Lo si è ripetuto da più parti e a più riprese: temi come quello della sicurezza non possono essere ostaggi delle sparate da campagna elettorale; i ruoli di ministro e di capo di uno schieramento politico devono essere il più possibile tenuti separati. Concetti semplici, che necessiterebbero solo di un minimo buon senso e di buona fede: merce rara in politica, certo non solo da oggi.
Il problema, del tutto nuovo invece, è che in poco tempo è cambiato radicalmente il sistema dell’informazione, o meglio, della circolazione delle notizie, vere o false che siano. Il ritmo, un po’ da bradipo, dei mezzi di informazione tradizionali è stato travolto dai tempi di reazione frenetici dei social, che diffondono tutto senza permettere alcun filtro di riflessione né di valutazione.
Per ora, le reazioni dell’elettorato sembrano premiare certe scelte, ma aldilà della considerazione su quanto questa “febbre” possa durare, non ci si può esimere da considerazioni più ponderate.

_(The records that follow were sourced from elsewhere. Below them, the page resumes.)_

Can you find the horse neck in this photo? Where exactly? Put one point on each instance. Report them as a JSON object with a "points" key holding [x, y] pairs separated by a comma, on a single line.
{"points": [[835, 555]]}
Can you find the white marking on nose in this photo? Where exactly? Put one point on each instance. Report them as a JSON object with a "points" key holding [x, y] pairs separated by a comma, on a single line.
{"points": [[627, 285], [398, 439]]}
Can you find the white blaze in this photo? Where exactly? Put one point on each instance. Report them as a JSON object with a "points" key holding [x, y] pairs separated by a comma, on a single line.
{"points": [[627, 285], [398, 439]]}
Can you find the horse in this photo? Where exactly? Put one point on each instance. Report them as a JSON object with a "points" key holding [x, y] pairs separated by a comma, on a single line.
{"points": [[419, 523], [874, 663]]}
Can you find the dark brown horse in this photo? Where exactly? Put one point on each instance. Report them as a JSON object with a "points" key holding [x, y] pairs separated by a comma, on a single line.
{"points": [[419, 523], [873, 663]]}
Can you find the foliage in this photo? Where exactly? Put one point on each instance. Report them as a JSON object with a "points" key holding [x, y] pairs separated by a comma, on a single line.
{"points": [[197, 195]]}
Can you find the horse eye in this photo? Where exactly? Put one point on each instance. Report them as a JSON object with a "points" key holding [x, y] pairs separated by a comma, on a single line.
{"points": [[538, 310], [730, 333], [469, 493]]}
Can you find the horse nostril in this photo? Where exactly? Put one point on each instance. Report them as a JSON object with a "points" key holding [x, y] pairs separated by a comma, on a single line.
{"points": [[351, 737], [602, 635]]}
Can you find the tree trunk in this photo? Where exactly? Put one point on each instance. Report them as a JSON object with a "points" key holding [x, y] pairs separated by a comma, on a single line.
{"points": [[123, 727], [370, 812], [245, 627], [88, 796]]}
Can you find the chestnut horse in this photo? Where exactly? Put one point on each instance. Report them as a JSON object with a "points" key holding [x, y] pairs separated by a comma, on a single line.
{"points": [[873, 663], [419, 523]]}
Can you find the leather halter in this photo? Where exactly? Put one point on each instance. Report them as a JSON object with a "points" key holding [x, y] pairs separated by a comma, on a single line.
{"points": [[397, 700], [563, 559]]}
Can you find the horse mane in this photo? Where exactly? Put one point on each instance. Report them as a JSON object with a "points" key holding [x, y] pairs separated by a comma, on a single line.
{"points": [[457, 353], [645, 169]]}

Prendiamo il problema sicurezza, riportato drammaticamente in prima pagina dai fatti di Napoli, che hanno visto coinvolta in una sparatoria una bimba di quattro (sic!) anni, che ora sta lottando tra la vita e la morte. Si va avanti per mesi a gridare “al lupo” sugli immigrati, li si tratta tutti come potenziali delinquenti per poi scoprire che, purtroppo, il male non ha nazionalità né colore di pelle; che, con tutta probabilità, la delinquenza non si potrebbe eliminare neppure mettendo un poliziotto a fianco di ogni cittadino.
E la questione sulla legittima difesa sta sulla stessa lunghezza d’onda.

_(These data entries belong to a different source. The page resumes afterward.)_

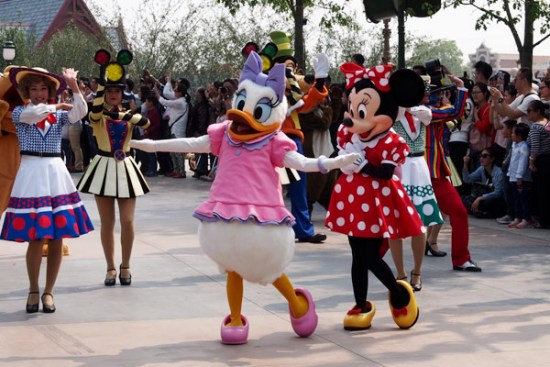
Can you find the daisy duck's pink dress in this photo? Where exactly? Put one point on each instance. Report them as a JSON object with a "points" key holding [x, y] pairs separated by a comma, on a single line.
{"points": [[245, 226]]}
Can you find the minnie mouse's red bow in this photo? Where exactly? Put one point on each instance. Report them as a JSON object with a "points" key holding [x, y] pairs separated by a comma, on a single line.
{"points": [[379, 75], [51, 118]]}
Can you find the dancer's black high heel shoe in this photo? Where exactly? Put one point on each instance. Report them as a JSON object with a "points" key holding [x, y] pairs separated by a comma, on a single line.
{"points": [[435, 253], [109, 282], [47, 308], [124, 281], [32, 308]]}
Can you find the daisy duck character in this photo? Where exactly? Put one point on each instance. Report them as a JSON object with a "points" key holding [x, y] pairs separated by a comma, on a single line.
{"points": [[244, 225], [369, 203]]}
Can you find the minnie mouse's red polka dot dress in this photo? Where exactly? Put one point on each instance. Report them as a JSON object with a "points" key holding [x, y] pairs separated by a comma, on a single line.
{"points": [[365, 206]]}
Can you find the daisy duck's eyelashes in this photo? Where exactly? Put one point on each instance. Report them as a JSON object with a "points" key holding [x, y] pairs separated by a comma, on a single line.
{"points": [[275, 79]]}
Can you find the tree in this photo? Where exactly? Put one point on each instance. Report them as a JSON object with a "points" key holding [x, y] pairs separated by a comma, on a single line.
{"points": [[69, 47], [510, 13], [333, 14]]}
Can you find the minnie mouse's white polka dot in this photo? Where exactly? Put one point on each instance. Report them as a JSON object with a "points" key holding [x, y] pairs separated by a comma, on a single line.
{"points": [[428, 209]]}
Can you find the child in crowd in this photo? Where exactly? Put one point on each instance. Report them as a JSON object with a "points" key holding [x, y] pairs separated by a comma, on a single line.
{"points": [[44, 205], [520, 177], [507, 129]]}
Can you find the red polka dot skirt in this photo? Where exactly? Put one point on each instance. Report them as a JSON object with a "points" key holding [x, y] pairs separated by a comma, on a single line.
{"points": [[44, 203]]}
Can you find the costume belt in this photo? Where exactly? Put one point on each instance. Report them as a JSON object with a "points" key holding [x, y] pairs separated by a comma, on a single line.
{"points": [[118, 154], [41, 154]]}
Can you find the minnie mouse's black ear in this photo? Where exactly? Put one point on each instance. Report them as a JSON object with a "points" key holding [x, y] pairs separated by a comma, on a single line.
{"points": [[407, 87]]}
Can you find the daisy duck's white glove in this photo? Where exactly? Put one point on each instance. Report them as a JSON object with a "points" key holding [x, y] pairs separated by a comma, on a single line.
{"points": [[322, 164]]}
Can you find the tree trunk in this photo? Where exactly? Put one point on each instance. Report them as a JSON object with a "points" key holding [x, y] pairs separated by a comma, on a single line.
{"points": [[526, 55], [299, 52]]}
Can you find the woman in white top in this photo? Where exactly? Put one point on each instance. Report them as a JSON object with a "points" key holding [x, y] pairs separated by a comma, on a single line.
{"points": [[177, 107]]}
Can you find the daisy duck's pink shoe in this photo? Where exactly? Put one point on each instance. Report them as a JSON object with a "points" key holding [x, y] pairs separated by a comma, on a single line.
{"points": [[234, 334], [305, 325]]}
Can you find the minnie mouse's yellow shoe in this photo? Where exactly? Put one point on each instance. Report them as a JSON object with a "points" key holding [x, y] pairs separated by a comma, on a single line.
{"points": [[357, 320], [64, 246], [407, 316]]}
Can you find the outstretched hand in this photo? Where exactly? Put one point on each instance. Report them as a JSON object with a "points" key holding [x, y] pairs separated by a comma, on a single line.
{"points": [[340, 161], [147, 145], [70, 75]]}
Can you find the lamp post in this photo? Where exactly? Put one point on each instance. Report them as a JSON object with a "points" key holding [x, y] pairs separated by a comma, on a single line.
{"points": [[8, 52]]}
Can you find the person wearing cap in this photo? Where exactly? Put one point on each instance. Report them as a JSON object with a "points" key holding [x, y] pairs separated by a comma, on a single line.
{"points": [[44, 203], [517, 110], [113, 175], [298, 102], [411, 124], [440, 171]]}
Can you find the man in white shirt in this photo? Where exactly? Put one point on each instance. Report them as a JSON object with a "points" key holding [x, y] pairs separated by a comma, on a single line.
{"points": [[517, 110]]}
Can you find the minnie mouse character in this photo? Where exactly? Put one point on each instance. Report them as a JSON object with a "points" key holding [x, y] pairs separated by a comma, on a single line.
{"points": [[369, 203]]}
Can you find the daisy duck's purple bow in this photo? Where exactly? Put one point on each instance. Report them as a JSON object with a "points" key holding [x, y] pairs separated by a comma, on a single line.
{"points": [[276, 80]]}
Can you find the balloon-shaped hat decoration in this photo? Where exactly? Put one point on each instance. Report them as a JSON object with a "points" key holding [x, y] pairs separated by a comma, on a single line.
{"points": [[267, 54], [113, 70]]}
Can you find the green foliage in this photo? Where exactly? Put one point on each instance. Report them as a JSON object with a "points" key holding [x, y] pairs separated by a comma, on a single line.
{"points": [[534, 13], [68, 48]]}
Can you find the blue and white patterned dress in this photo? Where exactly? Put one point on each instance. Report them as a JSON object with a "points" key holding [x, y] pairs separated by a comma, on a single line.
{"points": [[44, 202]]}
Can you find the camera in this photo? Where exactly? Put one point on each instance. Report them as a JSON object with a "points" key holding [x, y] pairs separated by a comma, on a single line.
{"points": [[436, 72]]}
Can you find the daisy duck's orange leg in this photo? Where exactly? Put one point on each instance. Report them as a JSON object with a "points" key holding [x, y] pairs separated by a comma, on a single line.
{"points": [[234, 289], [302, 309], [234, 328]]}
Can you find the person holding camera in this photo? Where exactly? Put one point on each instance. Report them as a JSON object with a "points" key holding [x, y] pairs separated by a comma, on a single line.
{"points": [[177, 103]]}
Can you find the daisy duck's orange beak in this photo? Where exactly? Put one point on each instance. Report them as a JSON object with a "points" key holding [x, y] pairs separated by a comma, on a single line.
{"points": [[244, 126]]}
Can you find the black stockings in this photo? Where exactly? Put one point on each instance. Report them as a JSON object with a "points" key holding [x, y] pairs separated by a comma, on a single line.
{"points": [[366, 256]]}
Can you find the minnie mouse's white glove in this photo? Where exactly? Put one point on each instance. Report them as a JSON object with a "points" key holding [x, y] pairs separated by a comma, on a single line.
{"points": [[147, 145], [320, 65], [328, 164], [359, 163]]}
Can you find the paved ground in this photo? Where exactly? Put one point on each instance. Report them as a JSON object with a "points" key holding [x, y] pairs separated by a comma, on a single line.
{"points": [[171, 314]]}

Bisogna, invece, credere nella possibilità di modificare la società dal suo interno per sperare in una convivenza pacifica. Il lavoro è lungo: c’è bisogno di una scuola più attrezzata e accessibile, di centri di aggregazione dove i giovani possano imparare a vivere nel segno del bene; non di poligoni di tiro o di giubbotti antiproiettile.
Certo, per fronteggiare la criminalità ci vogliono forze di polizia adeguate per numero e per preparazione; ma questo serve per “arginare” il male – ed è appunto compito di uno Stato che ha a cuore la protezione di cittadini – non per estirparlo dai cuori.
Non ha senso, per pochi (o anche tanti) voti in più, alimentare le paure delle persone creando nemici in base a categorie di appartenenza, mettendo in apprensione per fatti che, per fortuna, sono molto più rari di quello che si vuol far credere.
Non ha senso e nemmeno conviene perché poi si dicono delle stupidaggini, si commettono delle gaffe come quella di non portare (o portare con grave ritardo) la presenza dello Stato sul luogo di crimini efferati, opera della criminalità organizzata. Si può sperare che tutto questo possa essere compreso da chi, oggi, è tutto concentrato solo sul rastrellamento dei voti?